As her family grew to include six daughters, Rachel got everyone involved in the business. “Everything we sell, our mother taught us how,” Lorraine remembered. “I learned how to mix poi when I was 5 years old. After school, we would prep and clean taro leaves. We all had a job.”
When the girls got older, their dad, Peter Davis Haili, taught Lorraine and her sisters how to buy at the fish auction, where the men gave them a hard time for being the only girls. “Bidding on fish, we built up confidence.”
Haili’s remained a fish market until 2008, when development began to reshape the farmers market area. Haili’s Hawaiian Foods then moved to the Kapahulu neighborhood next to Waikiki and became a sit-down restaurant featuring the dishes the sisters learned from their parents.
“We want to stick to what Hawaiian food is really about,” said Lorraine. Their kalua pork is still roasted in an imu (oven pit), and Lorraine and sister Rachel Haili still follow the recipes their mother taught them, including their sublime version of chicken long rice. Lorraine’s favorite dish is squid luau — squid cooked with taro leaves (luau) in coconut milk.

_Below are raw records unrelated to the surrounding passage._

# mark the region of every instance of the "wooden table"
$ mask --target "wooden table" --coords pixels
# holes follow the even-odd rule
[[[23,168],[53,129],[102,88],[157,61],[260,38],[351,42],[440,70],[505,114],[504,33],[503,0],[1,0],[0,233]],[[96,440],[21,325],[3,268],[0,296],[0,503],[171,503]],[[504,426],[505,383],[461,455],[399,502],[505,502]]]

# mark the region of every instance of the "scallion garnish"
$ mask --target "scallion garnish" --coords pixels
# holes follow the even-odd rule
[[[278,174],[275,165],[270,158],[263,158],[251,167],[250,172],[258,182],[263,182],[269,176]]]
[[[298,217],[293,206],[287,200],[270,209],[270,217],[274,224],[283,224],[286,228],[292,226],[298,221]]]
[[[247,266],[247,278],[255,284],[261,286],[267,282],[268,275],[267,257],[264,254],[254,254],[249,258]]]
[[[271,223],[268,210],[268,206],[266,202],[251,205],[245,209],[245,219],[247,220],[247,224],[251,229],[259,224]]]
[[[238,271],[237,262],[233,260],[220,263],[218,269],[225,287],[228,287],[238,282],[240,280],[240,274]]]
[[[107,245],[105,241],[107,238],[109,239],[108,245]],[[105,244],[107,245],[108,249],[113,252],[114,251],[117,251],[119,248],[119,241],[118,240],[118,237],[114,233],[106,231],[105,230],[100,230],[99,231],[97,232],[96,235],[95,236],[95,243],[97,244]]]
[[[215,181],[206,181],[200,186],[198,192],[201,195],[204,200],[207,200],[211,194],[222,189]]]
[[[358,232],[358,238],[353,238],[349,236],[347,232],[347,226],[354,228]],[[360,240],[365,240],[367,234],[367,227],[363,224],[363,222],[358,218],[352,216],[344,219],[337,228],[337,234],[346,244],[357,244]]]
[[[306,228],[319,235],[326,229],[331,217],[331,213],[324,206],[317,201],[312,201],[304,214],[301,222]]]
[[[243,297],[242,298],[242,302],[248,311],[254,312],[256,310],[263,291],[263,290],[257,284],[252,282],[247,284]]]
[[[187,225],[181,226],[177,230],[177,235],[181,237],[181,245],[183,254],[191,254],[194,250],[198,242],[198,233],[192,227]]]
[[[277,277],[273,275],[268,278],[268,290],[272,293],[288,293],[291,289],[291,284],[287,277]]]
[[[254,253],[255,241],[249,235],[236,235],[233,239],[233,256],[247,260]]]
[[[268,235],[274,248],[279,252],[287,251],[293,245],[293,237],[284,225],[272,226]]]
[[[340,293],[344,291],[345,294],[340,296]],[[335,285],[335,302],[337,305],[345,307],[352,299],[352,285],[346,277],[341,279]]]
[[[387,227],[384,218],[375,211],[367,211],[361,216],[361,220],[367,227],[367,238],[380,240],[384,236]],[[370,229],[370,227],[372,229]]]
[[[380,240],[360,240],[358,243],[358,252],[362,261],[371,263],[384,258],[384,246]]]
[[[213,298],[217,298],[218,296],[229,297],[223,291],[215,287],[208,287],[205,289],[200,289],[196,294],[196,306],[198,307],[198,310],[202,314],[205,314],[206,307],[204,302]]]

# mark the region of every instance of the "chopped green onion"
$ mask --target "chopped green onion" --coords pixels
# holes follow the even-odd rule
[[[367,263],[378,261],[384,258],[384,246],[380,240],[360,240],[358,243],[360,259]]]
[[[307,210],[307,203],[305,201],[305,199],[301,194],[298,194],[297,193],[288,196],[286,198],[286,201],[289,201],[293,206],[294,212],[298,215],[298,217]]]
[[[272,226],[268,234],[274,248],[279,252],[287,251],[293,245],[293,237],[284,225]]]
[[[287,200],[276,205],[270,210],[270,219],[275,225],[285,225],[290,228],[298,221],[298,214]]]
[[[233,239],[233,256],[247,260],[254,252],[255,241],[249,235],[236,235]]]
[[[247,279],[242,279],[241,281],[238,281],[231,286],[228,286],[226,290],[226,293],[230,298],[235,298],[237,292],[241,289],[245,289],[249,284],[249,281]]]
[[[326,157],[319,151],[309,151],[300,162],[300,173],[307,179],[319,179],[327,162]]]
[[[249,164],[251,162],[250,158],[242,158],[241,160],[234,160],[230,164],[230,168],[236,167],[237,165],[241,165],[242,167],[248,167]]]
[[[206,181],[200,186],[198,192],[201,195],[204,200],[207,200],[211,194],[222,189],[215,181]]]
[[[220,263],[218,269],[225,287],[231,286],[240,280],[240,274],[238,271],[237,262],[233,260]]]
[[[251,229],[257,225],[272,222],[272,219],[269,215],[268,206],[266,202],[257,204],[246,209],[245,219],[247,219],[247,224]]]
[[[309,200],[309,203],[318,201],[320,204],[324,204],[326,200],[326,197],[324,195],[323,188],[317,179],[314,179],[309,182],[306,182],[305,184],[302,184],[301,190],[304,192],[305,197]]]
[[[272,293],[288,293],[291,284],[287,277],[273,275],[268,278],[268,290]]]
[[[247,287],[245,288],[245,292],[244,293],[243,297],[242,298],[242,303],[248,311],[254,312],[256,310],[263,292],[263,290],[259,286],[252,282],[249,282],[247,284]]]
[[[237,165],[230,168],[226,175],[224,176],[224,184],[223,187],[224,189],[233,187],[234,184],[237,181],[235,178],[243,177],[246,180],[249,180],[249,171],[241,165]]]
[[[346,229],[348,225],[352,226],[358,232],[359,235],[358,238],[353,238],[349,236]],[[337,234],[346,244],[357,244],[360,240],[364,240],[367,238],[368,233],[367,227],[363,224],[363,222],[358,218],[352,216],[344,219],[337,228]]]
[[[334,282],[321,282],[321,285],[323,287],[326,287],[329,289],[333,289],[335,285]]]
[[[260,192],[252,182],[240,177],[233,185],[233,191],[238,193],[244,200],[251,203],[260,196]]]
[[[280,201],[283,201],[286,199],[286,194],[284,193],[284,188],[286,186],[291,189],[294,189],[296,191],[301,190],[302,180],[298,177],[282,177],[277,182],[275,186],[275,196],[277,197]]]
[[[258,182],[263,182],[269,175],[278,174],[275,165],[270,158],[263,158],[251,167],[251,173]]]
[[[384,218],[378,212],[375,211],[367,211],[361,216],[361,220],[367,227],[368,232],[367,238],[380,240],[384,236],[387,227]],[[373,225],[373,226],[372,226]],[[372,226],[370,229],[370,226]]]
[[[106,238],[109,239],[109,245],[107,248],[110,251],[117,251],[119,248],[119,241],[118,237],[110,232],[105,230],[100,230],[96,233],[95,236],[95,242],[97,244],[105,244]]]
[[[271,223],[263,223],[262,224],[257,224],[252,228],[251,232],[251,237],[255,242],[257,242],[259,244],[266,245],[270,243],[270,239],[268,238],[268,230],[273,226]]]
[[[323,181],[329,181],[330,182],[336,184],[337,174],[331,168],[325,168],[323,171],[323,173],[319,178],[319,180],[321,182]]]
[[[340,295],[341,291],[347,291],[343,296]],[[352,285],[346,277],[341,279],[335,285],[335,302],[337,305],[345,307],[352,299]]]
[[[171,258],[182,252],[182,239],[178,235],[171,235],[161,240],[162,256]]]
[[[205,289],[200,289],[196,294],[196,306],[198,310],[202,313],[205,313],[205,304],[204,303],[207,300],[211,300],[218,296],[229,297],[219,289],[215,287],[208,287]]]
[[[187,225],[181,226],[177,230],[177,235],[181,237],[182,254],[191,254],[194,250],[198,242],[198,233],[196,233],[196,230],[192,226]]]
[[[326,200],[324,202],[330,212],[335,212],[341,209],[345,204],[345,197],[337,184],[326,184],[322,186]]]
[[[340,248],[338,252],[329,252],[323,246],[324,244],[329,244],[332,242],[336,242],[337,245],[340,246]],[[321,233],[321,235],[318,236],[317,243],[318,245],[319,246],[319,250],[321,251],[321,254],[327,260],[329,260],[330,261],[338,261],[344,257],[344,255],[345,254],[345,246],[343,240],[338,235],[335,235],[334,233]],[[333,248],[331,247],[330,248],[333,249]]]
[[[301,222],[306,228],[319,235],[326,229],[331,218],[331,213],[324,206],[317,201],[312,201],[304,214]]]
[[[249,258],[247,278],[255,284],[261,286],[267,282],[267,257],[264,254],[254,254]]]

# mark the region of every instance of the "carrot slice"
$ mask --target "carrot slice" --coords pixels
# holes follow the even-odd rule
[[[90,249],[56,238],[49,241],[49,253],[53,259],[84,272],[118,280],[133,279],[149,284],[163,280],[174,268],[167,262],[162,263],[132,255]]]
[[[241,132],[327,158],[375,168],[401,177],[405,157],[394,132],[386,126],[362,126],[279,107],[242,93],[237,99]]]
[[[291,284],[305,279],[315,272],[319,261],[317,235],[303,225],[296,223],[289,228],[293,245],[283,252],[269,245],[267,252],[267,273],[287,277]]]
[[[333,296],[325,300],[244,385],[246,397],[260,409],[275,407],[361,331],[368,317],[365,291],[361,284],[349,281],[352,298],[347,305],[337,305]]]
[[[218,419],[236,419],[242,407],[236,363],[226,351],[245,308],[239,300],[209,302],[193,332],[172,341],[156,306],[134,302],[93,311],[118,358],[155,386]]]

Another rich and creamy dish that’s a must-try: the haupia (custard). In addition to the traditional coconut, the restaurant makes a mango haupia that is light and transcendent.
Despite moving next to pricier Waikiki, Lorraine said the Hailis have made it a priority to keep the restaurant family-friendly. “We keep the food prices so a family of four can come in,” she said. “We grew up in a large family, so we know what it’s like.”
“For Hawaiians, Hawaiian food is not a delicacy. It’s a necessity.”